Ugly Duckling is an unlikely trio of fun-loving Anglo hip-hop weirdos consisting of one stoner party dude, one crate-diggin’ record-collector obsessive who still dresses in Puma gear, and a 6-foot-6 teetotalin‘ born-again Christian former basketball player, the three of whom originally came together to rock their hometown house parties in Long Beach.

Amid early review twitter about Old School this and Old School that, the trio’s full-length follow-up to last year‘s promising debut is currently out. Journey to Anywhere (1500 Records), even more than its predecessor, the worthy Fresh Mode EP, is an unapologetically hook-laden guilty-pop pleasure. With at least 2.5 potentially commersh singles, the new CD showcases the considerable musical advancements of DJ Young Einstein (a.k.a. Rodney Pleasant) and MC-lyricists Andy Cooper and “Dizzy” Dustin McFarland.
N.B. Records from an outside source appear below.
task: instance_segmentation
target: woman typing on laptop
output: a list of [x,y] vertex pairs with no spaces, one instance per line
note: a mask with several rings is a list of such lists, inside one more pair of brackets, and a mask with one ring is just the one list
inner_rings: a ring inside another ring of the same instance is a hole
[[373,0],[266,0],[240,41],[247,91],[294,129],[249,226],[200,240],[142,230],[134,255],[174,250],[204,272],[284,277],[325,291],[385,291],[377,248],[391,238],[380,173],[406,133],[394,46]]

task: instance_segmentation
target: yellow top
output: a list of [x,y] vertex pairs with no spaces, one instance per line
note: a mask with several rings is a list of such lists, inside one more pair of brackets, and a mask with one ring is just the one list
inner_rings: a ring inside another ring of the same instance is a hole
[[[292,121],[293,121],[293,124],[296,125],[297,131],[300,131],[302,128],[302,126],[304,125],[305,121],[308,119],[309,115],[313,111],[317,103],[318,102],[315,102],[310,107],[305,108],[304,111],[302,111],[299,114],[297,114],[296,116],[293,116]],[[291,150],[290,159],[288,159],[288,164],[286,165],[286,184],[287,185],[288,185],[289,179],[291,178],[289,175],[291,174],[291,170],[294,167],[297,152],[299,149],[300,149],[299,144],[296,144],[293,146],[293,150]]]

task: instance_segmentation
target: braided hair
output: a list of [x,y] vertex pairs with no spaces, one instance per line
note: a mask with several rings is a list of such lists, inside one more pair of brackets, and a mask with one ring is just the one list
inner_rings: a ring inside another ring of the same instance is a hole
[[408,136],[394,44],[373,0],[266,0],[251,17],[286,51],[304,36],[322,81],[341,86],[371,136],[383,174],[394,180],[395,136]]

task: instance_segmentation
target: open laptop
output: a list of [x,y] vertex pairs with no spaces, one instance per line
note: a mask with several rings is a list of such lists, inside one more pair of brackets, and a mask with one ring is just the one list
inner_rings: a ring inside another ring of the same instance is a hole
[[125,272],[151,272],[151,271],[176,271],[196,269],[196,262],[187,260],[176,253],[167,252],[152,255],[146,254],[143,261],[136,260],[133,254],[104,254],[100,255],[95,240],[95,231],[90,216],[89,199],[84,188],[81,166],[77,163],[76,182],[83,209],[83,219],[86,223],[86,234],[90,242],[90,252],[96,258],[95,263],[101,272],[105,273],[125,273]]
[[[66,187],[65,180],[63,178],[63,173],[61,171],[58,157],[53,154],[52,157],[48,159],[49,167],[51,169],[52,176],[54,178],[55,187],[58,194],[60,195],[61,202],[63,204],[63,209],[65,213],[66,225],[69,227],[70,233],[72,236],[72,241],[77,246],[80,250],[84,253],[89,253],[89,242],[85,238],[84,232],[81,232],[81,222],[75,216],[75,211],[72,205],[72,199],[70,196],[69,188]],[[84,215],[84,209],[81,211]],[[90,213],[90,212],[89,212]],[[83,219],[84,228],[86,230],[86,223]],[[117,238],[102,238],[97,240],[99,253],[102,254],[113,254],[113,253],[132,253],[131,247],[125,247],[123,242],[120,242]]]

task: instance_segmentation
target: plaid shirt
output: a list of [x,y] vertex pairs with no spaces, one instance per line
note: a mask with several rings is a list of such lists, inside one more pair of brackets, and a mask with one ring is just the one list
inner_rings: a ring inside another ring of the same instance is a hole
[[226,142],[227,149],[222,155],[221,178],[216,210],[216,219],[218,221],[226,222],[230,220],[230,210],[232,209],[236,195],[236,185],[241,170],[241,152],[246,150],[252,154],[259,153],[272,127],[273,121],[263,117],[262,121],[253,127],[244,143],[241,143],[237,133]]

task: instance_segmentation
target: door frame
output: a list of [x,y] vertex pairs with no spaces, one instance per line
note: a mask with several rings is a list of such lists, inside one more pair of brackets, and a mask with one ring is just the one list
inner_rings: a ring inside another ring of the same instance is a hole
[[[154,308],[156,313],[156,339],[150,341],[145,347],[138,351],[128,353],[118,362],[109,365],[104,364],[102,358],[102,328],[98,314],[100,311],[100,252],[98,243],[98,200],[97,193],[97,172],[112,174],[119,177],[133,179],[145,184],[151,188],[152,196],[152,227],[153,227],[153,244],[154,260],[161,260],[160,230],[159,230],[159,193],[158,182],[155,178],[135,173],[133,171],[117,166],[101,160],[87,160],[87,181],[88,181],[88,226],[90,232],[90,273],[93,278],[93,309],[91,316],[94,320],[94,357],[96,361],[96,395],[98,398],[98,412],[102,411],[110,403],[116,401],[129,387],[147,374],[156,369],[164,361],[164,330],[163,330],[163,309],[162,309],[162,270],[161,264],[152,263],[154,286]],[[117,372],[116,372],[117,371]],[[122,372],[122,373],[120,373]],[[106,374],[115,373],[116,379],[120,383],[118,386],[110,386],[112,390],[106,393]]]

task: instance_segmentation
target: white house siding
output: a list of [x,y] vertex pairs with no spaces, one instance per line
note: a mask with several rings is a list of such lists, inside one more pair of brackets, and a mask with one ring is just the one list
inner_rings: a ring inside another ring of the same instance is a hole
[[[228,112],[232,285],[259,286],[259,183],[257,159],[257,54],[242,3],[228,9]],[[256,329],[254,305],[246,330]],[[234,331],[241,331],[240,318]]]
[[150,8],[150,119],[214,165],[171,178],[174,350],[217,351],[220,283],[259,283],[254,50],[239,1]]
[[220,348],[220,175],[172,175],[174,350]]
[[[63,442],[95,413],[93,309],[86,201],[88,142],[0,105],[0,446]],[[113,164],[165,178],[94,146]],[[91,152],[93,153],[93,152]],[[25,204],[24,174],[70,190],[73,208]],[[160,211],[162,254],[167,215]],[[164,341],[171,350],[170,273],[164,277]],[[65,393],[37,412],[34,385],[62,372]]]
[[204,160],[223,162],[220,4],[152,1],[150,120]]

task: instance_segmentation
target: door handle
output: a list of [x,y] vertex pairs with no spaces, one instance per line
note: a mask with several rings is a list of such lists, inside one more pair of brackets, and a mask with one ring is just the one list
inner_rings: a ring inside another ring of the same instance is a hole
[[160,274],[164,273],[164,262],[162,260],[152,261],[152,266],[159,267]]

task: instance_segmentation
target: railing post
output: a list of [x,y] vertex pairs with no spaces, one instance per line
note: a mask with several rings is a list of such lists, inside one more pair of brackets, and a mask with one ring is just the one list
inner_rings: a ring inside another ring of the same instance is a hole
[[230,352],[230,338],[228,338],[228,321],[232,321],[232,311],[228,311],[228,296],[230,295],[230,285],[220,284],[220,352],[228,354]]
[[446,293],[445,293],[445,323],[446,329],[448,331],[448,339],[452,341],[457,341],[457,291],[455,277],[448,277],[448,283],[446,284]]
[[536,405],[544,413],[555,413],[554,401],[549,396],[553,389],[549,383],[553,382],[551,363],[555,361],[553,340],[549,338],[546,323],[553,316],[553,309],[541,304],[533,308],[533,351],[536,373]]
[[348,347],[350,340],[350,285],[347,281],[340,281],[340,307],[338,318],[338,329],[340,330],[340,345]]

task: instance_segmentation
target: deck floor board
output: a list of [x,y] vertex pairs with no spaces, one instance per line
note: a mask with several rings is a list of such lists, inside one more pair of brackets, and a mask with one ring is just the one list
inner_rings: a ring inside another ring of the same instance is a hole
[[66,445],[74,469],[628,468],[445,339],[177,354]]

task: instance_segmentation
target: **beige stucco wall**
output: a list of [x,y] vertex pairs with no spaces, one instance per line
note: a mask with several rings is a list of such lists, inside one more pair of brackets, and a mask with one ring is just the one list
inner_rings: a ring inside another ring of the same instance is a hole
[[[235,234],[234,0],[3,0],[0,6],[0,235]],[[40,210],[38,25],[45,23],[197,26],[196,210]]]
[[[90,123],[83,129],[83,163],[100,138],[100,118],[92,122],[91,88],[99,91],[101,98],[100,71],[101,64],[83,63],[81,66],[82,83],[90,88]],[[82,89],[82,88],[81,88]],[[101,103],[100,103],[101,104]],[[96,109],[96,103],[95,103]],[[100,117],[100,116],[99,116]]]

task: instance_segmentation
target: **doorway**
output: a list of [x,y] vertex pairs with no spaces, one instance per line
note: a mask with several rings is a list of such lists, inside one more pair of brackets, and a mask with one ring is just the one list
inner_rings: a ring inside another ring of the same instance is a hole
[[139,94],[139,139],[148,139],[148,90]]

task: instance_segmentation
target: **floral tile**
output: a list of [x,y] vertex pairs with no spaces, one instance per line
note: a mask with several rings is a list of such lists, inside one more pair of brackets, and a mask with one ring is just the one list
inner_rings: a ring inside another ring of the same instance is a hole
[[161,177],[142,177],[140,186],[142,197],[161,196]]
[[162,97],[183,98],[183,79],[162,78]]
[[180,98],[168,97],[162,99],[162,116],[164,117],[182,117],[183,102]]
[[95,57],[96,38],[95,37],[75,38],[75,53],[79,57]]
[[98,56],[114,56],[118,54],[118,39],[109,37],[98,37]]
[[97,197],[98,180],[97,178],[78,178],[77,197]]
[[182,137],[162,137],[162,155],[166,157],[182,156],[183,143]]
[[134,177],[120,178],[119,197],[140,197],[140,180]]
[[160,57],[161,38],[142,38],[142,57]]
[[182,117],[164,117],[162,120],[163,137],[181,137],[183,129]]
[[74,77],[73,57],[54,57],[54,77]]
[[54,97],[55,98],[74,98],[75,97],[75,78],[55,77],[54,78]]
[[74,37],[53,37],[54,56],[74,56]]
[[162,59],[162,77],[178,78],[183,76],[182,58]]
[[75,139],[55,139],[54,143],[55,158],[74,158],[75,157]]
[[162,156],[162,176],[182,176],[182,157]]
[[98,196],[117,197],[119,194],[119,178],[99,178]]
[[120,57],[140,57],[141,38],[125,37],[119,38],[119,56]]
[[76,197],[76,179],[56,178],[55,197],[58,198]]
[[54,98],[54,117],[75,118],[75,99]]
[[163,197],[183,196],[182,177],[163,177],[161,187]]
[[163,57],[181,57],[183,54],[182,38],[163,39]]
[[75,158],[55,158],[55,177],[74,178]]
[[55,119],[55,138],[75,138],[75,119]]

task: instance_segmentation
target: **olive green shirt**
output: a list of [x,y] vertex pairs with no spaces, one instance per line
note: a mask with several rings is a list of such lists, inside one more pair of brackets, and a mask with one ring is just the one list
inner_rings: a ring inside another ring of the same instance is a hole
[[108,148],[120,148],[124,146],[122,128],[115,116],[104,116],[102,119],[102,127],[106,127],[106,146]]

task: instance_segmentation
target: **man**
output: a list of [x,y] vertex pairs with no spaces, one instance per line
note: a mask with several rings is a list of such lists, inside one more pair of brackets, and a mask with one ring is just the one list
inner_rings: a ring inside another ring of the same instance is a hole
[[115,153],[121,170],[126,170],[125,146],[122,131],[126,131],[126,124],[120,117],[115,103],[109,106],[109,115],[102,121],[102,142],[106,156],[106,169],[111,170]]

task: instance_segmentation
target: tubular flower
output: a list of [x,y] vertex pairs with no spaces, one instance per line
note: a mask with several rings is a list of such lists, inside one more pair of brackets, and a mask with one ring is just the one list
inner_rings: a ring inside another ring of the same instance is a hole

This may or may not be good news for the local underground: The point has arrived where a hip-hop group is breaking from the confines of the lyrically dominant two-note-loop aesthetic and is bidding for a broader audience with sassy pop hooks, actual choruses and clean lyrics, but with deep soul love for hip-hop tradition behind the barefaced cheekiness. Dawg, if the Ducklings don’t do it, somebody else will.

While there‘ve been grumblings about Einstein’s potential being stunted by wack MCs with weak flow, killjoy critics be damned — sometimes Andy and Dizzy‘s insolent rhymes are engaging, sometimes they’re even hilarious, and their combined input enables this crew to slide from hard-bumpin‘ backpack b-boy shit into some sleekly funky soul-pop-lite terrain, as in the digable “A Little Samba,” a bar mitzvah DJ party track that bridges some phantasmic netherworld between Will Smith and Warren G, thanks to Einstein’s superb record collection and ear for a great loop. “Pick Up Lines” and a few others are catchy, too.

Though there are more than adequate signs that the Ducklings could become an enduring and great album band, they may finally come to rest critically reviled as a sort of Smashed Sugar Mouth of hip-hop — but not before they create 1.5 immortal SUV-sportsbar hip-hop classics and get the keys to Long Beach during some cute civic ceremony.

“We‘re not about shooting ourselves in the foot over business,” says Andy, “and if there’s gonna be a hit song from the local underground — and it‘s now just a question of who and when that happens — we wouldn’t get sick if it happened to Ugly Duckling. And if not, we‘ll still be happy kickin’ it in the studio . . . and we‘ll always enjoy touring, meeting different people as much as we can.” a

While obviously committed to the vinylsoul ethic of the underground, the Ducklings may only be there for short-term dorm partying, which is of course a heroic mission in and of itself. Though Andy is zealous enough to have worked at a Christian bookstore, he says religion or any other type of moral grandstanding is not in U.D.’s program.

“We personally know probably 60 percent of our fans, who‘ve all been over to Diz’s pad at one time or another when we used to hand out free mix tapes. We‘re counting on their forgiveness if we blow up with a hit song, and face it: All the best rap tunes are produced in pop-song formula anyway, and rap as a genre is cartoonish to begin with — it’s one of the things we most love about it.”

Not that becoming a dumb-pop “guys just wanna have fun” group was on the agenda around ‘93, when former Jordan High student McFarland (same class as Snoop Dogg) hooked up with Pleasant and Cooper. The three gestating Ducks thought they were the only white kids in L.B. listening to psychedelic party rap of the sort produced by the East Coast’s Daisy Age and Native Tongues, while being simultaneously exposed at school to nascent West Coast gangsterology.

Says Dustin, “I remember Snoop as this tall, skinny, braided guy always wearing this old burgundy-colored Taco Bell nylon jacket, no G thang happenin‘ yet. And Warren G was there, too, still wearing tight Gap cords in ’89 — he had these huge, scratched-up glasses that made him look like a mole . . .” Dustin, who has a thank-you credit on a record by Compton‘s Most Wanted, says, “I hung out with D.O.C. at Dre’s during the recording of The Chronic, watching Warren doing a lot of uncredited work, but my style and vibe was way in a different direction.”

Meanwhile, as for the old gibes about white guys putting on hip-hop airs, Andy says, “Beware the egalitarian premise of rap: that anybody can get on the mic and bust it, ‘cuz look . . . they just did! We’re basically three nonviolent, suburban, middle-class white folks who don‘t think we’re black, who don‘t think we’ll ever be black, but who still love hip-hop to the bone.”